The SecureCookieSession class is more than a standard dictionary; it inherits from werkzeug.datastructures.CallbackDict. This allows it to automatically track when its contents are changed.

class SecureCookieSession(CallbackDict[str, t.Any], SessionMixin):
    modified = False

    def __init__(self, initial: c.Mapping[str, t.Any] | None = None) -> None:
        def on_update(self: te.Self) -> None:
            self.modified = True

        super().__init__(initial, on_update)

When you perform an operation like session["user_id"] = 1, the on_update callback triggers, setting session.modified = True.
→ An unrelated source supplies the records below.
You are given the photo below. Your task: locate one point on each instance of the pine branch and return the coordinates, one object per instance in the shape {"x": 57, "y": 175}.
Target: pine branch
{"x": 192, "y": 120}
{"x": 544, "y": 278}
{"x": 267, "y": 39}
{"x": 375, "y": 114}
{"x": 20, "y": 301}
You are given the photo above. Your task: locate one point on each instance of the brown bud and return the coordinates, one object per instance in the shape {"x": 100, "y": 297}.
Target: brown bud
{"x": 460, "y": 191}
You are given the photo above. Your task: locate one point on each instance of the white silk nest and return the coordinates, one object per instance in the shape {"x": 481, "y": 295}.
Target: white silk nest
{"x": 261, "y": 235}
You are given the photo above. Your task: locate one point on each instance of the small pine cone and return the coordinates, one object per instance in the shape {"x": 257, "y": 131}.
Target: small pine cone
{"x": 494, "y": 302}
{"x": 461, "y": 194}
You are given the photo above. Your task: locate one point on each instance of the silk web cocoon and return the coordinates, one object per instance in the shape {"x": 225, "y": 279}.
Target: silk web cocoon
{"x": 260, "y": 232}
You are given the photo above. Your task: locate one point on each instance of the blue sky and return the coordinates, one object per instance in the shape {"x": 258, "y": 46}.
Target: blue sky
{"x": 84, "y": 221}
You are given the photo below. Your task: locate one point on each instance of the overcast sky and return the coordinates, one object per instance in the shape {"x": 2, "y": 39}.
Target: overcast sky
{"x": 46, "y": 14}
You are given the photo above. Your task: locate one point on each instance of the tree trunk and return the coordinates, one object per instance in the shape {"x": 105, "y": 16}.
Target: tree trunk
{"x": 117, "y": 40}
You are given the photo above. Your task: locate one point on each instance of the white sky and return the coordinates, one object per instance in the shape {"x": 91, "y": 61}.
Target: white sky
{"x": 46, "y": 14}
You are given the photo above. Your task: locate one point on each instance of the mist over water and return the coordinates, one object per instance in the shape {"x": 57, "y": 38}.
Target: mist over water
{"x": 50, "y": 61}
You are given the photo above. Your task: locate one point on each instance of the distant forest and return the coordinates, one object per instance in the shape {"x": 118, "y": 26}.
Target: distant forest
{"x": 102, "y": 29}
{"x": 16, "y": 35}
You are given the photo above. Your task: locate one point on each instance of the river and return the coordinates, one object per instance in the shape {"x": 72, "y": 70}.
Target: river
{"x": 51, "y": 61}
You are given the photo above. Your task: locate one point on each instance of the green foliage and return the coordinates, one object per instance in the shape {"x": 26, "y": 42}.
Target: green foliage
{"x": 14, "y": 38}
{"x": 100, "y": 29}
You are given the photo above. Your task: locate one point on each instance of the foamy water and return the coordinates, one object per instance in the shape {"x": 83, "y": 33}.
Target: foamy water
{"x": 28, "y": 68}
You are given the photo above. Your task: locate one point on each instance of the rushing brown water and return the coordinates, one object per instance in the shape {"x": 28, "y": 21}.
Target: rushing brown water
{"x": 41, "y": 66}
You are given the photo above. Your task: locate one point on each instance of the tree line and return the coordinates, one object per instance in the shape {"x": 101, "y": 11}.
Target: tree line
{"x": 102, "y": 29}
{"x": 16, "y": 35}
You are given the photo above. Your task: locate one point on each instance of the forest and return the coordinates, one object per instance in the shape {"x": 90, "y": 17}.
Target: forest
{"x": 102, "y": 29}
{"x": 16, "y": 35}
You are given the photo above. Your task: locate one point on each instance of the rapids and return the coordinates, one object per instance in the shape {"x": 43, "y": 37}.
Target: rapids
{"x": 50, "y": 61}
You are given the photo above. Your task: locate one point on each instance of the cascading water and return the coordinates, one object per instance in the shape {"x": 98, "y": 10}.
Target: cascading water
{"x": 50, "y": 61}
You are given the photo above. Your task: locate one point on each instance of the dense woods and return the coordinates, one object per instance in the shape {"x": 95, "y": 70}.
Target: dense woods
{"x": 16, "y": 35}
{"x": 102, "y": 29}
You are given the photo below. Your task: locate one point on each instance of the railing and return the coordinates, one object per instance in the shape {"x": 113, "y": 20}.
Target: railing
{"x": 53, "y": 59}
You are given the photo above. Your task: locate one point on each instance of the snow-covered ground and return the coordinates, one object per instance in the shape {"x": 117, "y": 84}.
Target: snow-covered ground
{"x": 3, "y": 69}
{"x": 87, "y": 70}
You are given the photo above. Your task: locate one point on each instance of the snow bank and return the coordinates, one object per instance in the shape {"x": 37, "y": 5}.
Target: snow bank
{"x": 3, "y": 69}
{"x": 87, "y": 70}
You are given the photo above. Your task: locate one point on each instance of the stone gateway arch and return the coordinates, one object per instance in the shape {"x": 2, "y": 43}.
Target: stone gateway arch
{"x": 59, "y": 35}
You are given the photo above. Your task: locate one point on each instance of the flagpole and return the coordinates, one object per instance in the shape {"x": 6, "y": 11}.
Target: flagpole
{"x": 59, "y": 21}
This flag is critical because save_session will only update the client's cookie if modified is true.

The Nested Object Tradeoff

A significant constraint of this implementation is that it only tracks top-level changes. If the session contains a mutable object, such as a list, modifying that list directly will not trigger the on_update callback:

# This will NOT trigger a cookie update automatically
session["items"].append("new_item")

# You must manually flag the session as modified
session.modified = True

Security through Signing

Flask sessions are signed, not encrypted. The data is encoded in Base64 and can be read by anyone who has access to the cookie. However, the signature prevents the data from being tampered with.

The SecureCookieSessionInterface uses itsdangerous to create a URLSafeTimedSerializer. This serializer uses the application's SECRET_KEY to generate a HMAC signature.

Key Rotation

The implementation supports key rotation via SECRET_KEY_FALLBACKS. When verifying a cookie, the interface will attempt to use the current SECRET_KEY first, then iterate through any fallbacks defined in the app configuration.

def get_signing_serializer(self, app: Flask) -> URLSafeTimedSerializer | None:
    if not app.secret_key:
        return None

    keys: list[str | bytes] = []
    if fallbacks := app.config["SECRET_KEY_FALLBACKS"]:
        keys.extend(fallbacks)

    keys.append(app.secret_key)
    return URLSafeTimedSerializer(
        keys,
        salt=self.salt,
        serializer=self.serializer,
        # ...
    )

Serialization with Tagged JSON

Standard JSON cannot represent certain Python types like datetime objects or UUIDs. To solve this, Flask uses a TaggedJSONSerializer (found in src/flask/json/tag.py). This serializer "tags" non-standard types with a special key so they can be reconstructed accurately when the session is loaded.

For example, a UUID is serialized as {" u": "uuid-hex-string"}. This ensures that session["id"] remains a UUID object across requests rather than becoming a plain string.

The NullSession Safety Valve

If an application developer forgets to set a SECRET_KEY, Flask cannot safely sign cookies. Instead of failing silently or allowing insecure sessions, the interface returns a NullSession.

class NullSession(SecureCookieSession):
    def _fail(self, *args: t.Any, **kwargs: t.Any) -> t.NoReturn:
        raise RuntimeError(
            "The session is unavailable because no secret "
            "key was set.  Set the secret_key on the "
            "application to something unique and secret."
        )

    __setitem__ = __delitem__ = clear = pop = update = _fail

The NullSession allows read access (which will always be empty) but raises a RuntimeError the moment any code attempts to write to it. This design choice forces developers to address security requirements early in the development cycle.